Mutations of the DMD gene, encoding dystrophins, cause Duchenne muscular dystrophy (DMD). Some tumors also display altered dystrophin expression and recent studies identified a developmental onset of DMD. Given that embryogenesis and carcinogenesis share many mechanisms, we analyzed a broad spectrum of tumors to establish whether dystrophin loss evokes related outcomes. Transcriptomic, proteomic, and mutation datasets from fifty tumor tissues and matching controls (10,894 samples) and 140 corresponding tumor cell lines were analyzed. Interestingly, DMD expression was widespread across healthy tissues at levels comparable to housekeeping genes. In 80% of tumors, DMD expression was reduced due to transcriptional downregulation and not somatic mutations. The full-length transcript encoding Dp427 was decreased in 68% of tumors, while Dp71 variants showed variability of expression. Hierarchical clustering analysis of DMD transcripts distinguished malignant from control tissues.
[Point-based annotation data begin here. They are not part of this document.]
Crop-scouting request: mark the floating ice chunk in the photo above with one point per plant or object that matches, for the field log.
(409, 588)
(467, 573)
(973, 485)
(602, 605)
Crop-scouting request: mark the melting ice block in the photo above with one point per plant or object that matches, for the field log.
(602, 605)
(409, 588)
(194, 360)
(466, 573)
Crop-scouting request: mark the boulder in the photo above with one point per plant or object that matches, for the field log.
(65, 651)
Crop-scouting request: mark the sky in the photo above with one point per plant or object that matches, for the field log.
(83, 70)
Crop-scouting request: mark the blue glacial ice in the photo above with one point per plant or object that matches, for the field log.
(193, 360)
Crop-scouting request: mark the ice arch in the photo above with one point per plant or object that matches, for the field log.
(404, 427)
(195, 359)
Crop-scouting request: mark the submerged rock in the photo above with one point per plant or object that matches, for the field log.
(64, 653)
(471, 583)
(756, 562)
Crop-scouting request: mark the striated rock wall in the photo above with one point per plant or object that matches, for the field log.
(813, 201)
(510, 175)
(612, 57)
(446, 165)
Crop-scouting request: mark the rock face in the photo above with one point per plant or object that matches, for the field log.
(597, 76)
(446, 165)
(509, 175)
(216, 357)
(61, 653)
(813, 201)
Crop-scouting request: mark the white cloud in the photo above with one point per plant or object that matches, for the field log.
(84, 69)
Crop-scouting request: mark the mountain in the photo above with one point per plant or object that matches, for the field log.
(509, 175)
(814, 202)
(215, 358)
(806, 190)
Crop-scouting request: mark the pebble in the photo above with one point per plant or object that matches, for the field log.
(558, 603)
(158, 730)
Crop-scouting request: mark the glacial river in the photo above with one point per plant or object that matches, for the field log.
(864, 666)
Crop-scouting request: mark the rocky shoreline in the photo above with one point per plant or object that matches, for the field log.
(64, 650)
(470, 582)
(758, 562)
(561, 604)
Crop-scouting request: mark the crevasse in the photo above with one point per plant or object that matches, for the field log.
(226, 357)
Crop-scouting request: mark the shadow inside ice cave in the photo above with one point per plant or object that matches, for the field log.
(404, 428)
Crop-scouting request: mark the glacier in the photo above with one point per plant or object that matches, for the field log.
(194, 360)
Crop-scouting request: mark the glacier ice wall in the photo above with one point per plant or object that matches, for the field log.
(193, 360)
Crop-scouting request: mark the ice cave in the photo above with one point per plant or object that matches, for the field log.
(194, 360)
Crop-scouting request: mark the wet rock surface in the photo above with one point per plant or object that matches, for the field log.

Transcriptomes of primary tumors and tumor cell lines with low DMD expression showed enrichment of specific pathways in the differentially expressed genes. Pathways consistently identified: ECM-receptor interaction, calcium signaling and PI3K-Akt, are also altered in DMD muscle. Notably, low DMD expression was associated with a more advanced stage, older age of onset, and reduced survival across different tumors. Thus, DMD transcription occurs throughout a spectrum of normal tissues. The molecular signature associated with its frequent downregulation in malignancies is concordant with changes found in Duchenne muscles, even though these malignancies originate from tissues never previously associated with dystrophin expression or function. Therefore, the importance of this largest known gene extends beyond its roles identified in DMD, certainly into oncology.